Ich sah ihn nicht. Ich fühlte nur im Raum
Sein Nahesein. Da atmete ich kaum.
Trotz tiefster Nacht deckt ich die Augen zu.
Es hört dein Knecht, o Herr, jetzt rede du! 14
Wie Wogenrauschen klang es ferneher,
Wie wenn ans Ufer rollt ein atmend Meer.
Ein ewig Dröhnen, rätselvoll dem Ohr,
Aus unbekannten Tiefen schwoll empor.
Und langsam löste sich daraus ein Sinn.
Ich lag und wartete und lauschte hin.
Da ist, was ich vernahm: »Dies blöde Kind!
Da taumelt es nun hin und wähnt sich blind
Und weiß nicht mehr, daß es die Binde trägt,
Die ihm für eine Kürze umgelegt.
Kennst du das Spiel nicht, das auf weitem Plan
Die Kinder spielen, wenn der Lenz begann?
Dies frohe Tasten, Suchen auf der Flur
Verbundnen Augs, nur nach der Stimme Spur?
Du Kind der Erde trägst zur Zeit die Binde.
So trag sie fröhlich, wie's zum Spiele paßt.
Ich sorge, daß mich deine Hand nicht finde,
Die immerzu im Dunkel nach mir faßt.
Ich halt mich still und husche rasch vom Ort,
Sobald du meinst, du greifest mein Gewand.
Ich rufe »hier« und bin derweil schon dort,
Wo eben noch mein blasser Schatten stand.
Warum dies Spiel?
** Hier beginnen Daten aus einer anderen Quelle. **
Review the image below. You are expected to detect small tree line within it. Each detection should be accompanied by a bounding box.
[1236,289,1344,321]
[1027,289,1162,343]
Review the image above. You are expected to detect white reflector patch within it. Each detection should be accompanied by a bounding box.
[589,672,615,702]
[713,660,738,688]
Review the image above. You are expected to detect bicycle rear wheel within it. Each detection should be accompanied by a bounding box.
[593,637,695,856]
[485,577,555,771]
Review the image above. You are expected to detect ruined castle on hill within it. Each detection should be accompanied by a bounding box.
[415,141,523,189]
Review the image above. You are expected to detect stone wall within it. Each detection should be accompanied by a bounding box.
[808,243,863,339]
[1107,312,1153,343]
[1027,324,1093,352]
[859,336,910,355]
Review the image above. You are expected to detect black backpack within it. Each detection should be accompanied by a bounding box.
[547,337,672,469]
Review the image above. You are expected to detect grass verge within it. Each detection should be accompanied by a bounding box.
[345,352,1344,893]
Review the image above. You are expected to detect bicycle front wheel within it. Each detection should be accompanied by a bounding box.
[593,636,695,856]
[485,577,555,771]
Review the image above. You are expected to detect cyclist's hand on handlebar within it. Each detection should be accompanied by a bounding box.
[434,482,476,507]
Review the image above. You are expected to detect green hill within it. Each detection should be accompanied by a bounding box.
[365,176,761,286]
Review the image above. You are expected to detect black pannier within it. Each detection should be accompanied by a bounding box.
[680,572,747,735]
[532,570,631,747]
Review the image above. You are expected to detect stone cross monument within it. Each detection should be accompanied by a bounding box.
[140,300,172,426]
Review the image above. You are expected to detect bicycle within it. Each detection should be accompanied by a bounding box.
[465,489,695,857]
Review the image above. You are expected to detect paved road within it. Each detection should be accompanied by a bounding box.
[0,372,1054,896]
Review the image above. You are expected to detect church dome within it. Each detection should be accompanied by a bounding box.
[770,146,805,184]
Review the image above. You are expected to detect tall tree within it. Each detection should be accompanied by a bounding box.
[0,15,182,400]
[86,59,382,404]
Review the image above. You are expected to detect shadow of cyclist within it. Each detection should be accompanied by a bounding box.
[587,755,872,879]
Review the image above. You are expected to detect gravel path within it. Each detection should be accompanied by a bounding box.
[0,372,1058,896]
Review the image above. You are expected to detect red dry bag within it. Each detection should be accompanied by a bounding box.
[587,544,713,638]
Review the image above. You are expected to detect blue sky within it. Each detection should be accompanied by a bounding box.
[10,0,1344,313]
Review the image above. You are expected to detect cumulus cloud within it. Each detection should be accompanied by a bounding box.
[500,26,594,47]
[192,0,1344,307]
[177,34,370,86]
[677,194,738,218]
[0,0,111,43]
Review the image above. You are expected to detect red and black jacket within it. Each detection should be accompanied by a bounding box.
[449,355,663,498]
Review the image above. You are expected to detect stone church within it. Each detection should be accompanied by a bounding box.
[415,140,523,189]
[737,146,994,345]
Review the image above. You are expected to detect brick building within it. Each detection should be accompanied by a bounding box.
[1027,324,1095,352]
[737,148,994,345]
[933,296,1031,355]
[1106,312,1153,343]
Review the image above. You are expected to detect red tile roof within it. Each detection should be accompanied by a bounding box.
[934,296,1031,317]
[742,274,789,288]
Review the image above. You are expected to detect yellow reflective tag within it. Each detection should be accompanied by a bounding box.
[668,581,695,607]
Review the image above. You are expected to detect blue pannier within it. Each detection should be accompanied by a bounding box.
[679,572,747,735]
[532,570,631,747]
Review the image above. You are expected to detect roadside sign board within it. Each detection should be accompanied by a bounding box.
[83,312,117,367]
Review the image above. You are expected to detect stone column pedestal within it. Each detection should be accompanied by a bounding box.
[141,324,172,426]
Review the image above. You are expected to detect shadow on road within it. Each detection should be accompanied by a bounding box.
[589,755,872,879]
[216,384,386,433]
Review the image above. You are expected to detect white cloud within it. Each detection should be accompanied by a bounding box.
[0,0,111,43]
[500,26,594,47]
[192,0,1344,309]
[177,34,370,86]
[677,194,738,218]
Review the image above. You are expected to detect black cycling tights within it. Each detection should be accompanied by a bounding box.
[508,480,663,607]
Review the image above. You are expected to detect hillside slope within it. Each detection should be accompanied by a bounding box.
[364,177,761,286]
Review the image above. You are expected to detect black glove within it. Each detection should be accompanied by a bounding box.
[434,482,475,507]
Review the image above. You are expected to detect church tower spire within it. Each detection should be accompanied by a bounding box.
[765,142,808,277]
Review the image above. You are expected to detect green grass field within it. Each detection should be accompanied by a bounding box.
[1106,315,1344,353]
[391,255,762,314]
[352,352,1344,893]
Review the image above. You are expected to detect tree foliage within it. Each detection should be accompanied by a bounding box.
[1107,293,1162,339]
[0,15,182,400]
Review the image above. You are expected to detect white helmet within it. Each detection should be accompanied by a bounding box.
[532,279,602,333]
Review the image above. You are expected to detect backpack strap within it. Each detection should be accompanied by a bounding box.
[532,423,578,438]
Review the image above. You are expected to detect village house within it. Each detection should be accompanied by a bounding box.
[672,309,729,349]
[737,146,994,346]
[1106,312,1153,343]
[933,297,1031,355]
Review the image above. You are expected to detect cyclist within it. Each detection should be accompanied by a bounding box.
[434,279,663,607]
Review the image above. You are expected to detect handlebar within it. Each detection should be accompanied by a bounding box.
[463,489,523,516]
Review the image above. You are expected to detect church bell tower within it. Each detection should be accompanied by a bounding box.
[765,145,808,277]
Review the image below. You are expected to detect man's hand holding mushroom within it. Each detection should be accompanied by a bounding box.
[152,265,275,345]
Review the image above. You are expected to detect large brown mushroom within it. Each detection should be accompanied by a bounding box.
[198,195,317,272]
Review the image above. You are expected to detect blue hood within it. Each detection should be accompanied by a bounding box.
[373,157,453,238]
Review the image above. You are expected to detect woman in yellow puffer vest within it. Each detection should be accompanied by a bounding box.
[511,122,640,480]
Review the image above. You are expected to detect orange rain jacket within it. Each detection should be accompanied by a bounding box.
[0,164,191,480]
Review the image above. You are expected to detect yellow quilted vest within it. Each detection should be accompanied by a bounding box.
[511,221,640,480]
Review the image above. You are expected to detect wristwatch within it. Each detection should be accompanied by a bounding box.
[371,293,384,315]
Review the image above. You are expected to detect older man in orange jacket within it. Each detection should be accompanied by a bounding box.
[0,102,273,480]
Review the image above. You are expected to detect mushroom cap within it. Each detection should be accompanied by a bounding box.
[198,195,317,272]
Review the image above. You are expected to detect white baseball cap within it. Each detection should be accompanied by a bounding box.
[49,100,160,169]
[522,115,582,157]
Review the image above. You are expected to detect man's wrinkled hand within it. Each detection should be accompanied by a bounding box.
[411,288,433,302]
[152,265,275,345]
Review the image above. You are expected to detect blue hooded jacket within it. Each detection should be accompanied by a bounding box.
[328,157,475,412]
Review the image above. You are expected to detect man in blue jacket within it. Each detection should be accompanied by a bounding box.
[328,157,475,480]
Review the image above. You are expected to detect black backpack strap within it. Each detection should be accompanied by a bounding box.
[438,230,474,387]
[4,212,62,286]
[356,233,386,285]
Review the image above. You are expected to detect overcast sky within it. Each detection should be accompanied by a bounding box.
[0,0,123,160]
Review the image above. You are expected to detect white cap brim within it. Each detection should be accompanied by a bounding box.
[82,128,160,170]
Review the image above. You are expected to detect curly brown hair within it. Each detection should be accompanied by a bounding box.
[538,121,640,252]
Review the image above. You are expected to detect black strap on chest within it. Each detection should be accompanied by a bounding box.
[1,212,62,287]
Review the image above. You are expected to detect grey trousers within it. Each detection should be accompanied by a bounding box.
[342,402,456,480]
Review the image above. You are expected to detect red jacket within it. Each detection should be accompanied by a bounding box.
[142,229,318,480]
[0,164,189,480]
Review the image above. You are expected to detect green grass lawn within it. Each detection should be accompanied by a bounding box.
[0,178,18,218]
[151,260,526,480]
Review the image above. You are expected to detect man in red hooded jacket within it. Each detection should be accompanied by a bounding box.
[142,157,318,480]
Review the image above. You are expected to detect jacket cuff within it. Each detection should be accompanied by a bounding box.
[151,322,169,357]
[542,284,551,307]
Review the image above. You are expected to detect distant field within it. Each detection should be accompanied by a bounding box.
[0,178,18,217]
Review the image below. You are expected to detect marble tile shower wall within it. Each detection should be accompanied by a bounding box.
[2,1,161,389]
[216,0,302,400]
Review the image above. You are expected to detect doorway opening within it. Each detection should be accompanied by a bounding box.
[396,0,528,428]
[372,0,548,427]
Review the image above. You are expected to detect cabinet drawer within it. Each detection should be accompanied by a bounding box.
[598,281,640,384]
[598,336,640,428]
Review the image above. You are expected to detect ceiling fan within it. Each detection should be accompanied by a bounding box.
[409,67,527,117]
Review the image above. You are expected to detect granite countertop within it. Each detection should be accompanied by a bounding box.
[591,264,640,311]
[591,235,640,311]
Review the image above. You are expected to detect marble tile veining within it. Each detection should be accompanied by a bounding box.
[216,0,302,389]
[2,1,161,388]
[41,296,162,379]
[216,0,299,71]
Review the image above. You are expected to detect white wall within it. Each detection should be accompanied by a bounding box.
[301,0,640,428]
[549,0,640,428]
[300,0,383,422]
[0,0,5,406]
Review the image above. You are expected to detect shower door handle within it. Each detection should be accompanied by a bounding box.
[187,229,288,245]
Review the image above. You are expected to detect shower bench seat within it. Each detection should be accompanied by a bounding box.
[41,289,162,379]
Frag nicht und laß die Tränen.
Ich weiß den Grund, dies mach dich still und froh.
Wie kannst du dich von mir verlasten wähnen! 15
Horch auf mein »hier«, ruf' unverdrossen: »wo?«
Vertraue mir, daß ich die Stunde finde,
Da blinden Tastens endlich sei genug.
Dann fällt von selbst die dunkle Augenbinde,
Die noch ein Jeder, der mich suchte, trug.
Bis dorthin »hier« und »hier«.«– Ein selger Schauer
Rann durch die stille Tiefe jener Nacht.
Da hab zum erstenmal ich ohne Trauer
Die gottesblinden Augen zugemacht. 16


                          Frage

Bist du der Ozean, sind wir die Wellen?
Wer bist du? sprich! Und welcher Art sind wir?
Bald Schaumgekräusel, spielend über dir,
Bald Wogenberge, die gar rasch zerschellen?
Die einen aus der Tiefe aufgewühlt,
Erbarmungslos zu weißem Gischt zerschlagen:
Die andern träumend an das Land gespült,
Indes die dritten schwere Schiffe tragen?

Und unter allen du in sel'ger Ruh,
Still in der Tiefe, ewig, ewig du?
Wenn wir kaum aufgeschäumt zu Leid, zu Glück,
So sinken wir zu dir, in dich zurück.

Herr, hörst du mich? Darf ich dir Fragen stellen?